Cameron was commenting on India's decision to buy Rafale fighters from France over the Eurofighter Typhoon of European Aeronautic Defence and Space Company (EADS).
During a recent official visit to France, Modi agreed to buy 36 Rafale fighter aircraft off the shelf. This was part of a $24 billion defence deal for 126 aircraft aiming to replace outdated Russian-built MiG aircraft with modern Medium Multi-Role Combat Aircraft (MMRCA).
But the deal is under cloud as France is reportedly hesitant to share the technology to build the remaining lot of Rafale in India.
"India is going to play a very big role in the success of British economy," Cameron said.
"Trade and investment relations have improved in the last five years and we need more political cooperation on climate change and other issue," he added. "I am looking towards to meet Prime Minister Narendra Modi to discuss a heavy agenda."
He said the objectives of Conservative 2020 Vision are realistic and will bring dramatic changes in the socio-political landscape for the ethnic communities, including the 1.5 million Indians across the country.
"Our schemes like start-up loans are helping the communities in a big way," Cameron said. "The 2020 Vision will ensure one-fifth of the retirement seats will be reserved for the black and minority ethnic communities. We fielded Mr Rishi Sunak (son-in-law of Infosys' Krishnamurthy) at Richmond, the former seat of William Hague and one of the safest seats for the Conservatives in North Yorkshire."
"The party will persuade experts in different fields to join to bring changes in the communities," Cameron added.
Cameron said the first Asian or black prime minister in the country will be from the Conservative Party. He added young British Indian Conservative councillors like Reena Ranger Ahuja are role models for the community to embark on mainstream political career.
"Reena is already a Conservative councillor; she is in the candidate list. She is a perfect example and will make a brilliant MP," Cameron said.
He dismissed rumours of discussions on leadership changes in the Conservative Party as the general elections on May 7 appear headed to deliver a hung parliament.
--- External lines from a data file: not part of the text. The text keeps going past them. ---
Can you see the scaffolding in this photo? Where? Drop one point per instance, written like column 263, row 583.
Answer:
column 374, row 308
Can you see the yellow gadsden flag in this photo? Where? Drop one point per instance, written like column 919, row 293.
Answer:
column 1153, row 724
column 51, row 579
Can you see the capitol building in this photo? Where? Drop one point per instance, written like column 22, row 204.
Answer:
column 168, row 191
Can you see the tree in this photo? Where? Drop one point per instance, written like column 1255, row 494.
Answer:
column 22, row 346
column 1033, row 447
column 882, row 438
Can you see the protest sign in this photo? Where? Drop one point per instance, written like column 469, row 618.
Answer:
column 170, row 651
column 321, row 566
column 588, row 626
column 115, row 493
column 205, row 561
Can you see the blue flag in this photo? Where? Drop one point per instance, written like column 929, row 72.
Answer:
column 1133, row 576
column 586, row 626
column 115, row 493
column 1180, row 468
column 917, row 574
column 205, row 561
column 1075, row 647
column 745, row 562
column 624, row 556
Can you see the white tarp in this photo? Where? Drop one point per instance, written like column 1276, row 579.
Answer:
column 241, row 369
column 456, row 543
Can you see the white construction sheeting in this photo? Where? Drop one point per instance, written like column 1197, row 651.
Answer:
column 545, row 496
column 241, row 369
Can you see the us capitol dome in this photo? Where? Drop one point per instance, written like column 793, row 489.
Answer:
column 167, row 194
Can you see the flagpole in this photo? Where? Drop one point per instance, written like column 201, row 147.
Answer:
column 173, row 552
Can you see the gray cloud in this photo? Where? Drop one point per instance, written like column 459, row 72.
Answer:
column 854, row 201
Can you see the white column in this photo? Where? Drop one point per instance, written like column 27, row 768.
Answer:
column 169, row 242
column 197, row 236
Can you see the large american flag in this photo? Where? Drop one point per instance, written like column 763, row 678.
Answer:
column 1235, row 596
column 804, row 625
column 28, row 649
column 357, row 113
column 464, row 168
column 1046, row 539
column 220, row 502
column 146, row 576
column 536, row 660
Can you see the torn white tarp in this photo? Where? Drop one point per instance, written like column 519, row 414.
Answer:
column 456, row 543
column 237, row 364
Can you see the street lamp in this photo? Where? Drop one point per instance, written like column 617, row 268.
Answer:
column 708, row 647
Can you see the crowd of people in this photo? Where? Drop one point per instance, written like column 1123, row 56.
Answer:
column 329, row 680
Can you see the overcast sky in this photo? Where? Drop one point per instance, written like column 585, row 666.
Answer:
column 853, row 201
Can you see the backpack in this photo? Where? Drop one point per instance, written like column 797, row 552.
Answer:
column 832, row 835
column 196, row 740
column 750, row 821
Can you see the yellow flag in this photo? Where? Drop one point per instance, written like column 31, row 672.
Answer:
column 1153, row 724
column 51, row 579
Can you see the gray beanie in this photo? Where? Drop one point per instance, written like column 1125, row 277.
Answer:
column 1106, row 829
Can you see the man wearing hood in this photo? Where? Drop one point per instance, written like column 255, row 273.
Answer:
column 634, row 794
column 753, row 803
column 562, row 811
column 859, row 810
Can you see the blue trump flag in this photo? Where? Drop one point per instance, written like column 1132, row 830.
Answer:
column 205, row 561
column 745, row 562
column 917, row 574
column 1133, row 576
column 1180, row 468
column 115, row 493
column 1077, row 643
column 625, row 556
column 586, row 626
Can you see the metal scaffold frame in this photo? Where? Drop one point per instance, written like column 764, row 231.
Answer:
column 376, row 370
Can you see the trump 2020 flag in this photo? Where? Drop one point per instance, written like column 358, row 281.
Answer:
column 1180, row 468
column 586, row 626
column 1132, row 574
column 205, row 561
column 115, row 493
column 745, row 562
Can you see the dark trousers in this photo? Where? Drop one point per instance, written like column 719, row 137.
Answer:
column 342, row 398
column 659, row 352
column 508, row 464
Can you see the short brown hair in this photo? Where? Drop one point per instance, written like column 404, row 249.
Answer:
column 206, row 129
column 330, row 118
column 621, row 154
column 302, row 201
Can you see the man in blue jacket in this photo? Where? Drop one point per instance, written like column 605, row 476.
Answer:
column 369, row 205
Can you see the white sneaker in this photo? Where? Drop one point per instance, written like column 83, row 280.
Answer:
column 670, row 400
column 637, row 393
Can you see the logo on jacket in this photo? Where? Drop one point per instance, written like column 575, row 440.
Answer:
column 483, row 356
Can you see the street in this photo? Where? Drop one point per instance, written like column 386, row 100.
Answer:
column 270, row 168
"I am not contemplating failure and I am contemplating success at this stage," Cameron told Asian Lite. "I am sure I will get the mandate on May 7 to complete the work I started five years ago."
The Sunday Times reported that Conservatives were facing a "wobbly weekend" after some of the party's donors and prospective MPs openly criticised their own campaign and called for London Boris Johnson to take over from Cameron.
The paper said Tory candidates and ministers were already in discussions over a successor to Cameron if he loses on May 7.
The prime minister says the party is focusing on winning the election and not leadership change.